The Westport Town Planner position, which has been vacant since former town planner Jim Hartnett was promoted to town administrator last summer, will not be filled this coming year if a proposed …
The Westport Town Planner position, which has been vacant since former town planner Jim Hartnett was promoted to town administrator last summer, will not be filled this coming year if a proposed budget drafted by Hartnett passes as is.
At last Tuesday's Westport Finance Committee meeting, planning board chairman James Whitin said the fiscal crunch that led Hartnett to remove the position from his proposed budget must be solved, but said he fears for Westport if eliminating the position is part of that solution:
"We understand the issues the town is facing with the budgets, but this is really going to kill us," he said.
The potential elimination comes as Hartnett was expected this Tuesday night to present a budget to the Select Board that caps spending at between $49.775 million and $50.077 million.
However, the actual budget could end up $1 million or more higher, as the Westport School Department has not yet released its proposed budget for the coming year; Hartnett's current budget mostly level funds the district at last year's level, with slight increases.

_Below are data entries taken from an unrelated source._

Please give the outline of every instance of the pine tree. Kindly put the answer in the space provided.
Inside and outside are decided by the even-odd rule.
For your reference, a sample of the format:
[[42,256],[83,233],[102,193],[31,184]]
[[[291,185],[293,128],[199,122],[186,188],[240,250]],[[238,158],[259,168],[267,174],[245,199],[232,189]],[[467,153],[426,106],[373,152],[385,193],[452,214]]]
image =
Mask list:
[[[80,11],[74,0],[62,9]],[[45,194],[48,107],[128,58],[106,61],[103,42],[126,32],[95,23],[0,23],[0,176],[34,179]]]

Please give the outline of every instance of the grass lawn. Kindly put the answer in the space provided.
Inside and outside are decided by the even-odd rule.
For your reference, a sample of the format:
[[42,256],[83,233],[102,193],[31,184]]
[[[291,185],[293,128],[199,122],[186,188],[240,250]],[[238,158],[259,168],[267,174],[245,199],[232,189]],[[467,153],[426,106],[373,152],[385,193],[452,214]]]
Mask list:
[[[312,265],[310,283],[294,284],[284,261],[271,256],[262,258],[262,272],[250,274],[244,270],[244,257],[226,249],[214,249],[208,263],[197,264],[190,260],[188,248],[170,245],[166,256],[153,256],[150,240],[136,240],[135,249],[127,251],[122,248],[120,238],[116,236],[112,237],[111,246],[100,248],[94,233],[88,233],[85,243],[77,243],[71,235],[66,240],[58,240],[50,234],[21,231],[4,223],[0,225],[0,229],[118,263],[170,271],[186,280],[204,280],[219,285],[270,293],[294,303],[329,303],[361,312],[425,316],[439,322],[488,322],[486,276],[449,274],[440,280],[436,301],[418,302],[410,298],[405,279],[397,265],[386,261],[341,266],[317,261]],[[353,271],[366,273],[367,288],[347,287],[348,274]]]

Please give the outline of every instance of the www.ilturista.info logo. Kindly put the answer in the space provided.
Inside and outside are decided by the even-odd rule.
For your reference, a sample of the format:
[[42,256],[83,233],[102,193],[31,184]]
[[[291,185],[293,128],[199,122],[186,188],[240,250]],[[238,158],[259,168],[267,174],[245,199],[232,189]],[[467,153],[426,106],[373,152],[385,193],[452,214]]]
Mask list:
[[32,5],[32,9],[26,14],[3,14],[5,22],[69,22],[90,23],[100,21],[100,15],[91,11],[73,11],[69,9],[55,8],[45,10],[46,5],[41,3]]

The two budget figures present two options — the more expensive includes department requests above and beyond obligated, fixed costs; the lower figure includes Hartnett's cuts. Even if it passes as is, the budget would still leave the town $600,000 to $900,000 short, not including any school spending increases, he said.
"The cuts are going to be difficult for all departments," Hartnett acknowledged at last Tuesday's meeting. There's no easy way to talk about or present it."
Under the planning board budget, Whitin had asked for $84,000 this coming year to pay the planner's salary, an increase of the $78,068 approved at last year's town meeting. Westport has had no luck finding a planner since the position became vacant, despite heavily advertising the position, he said.
"We've been unable to hire a town planner in the past four or five months. We have advertised everywhere."
With the position vacant, he said assistant planner Amy Messier has been doing a good job holding down the fort, and the board's second assistant town planner is also doing a good job. Still, having a full time planner versed in grant writing and other skills is vitally important:
"I know we're low hanging fruit but by (eliminating the position this year) you're really going to decrease the town's ability to get grants," Whitin said. "I'm afraid without someone really watching the grant areas in the state and the federal government, it's just not going to happen. We can't do it ourselves."
His suggestion? "Either you get an override or you figure out some way to keep our budget from being cut," he said.
Talk of an override — asking voters to approve a tax levy increase greater than the 2.5 percent allowed without one — has heated up this year, with members of the finance committee and other town officials saying they'll support bringing it to town meeting..
Though override budgets have been proposed here 19 times since 1980, only two have passed. Given the low approval rate, finance committee members and Select Board Chairwoman Shana Shufelt said at Tuesday's meeting that educating taxpayers on the need is crucial this year.
"I don't think there's anyone on the select board who doesn't think we need to have an override," Shufelt said. "The only question is really, how much should it be, and how do you educate the voters so they understand what that means?"
If a budget override is not submitted or fails, Hartnett predicted that this year's pain will be felt for years.
"We're trying not to lay off people, but that might be something we want to consider moving forward, if this is a budget we have to sustain year after year. Otherwise this budget is just going to get us one more year, and we're going to be in the same position we are in next year."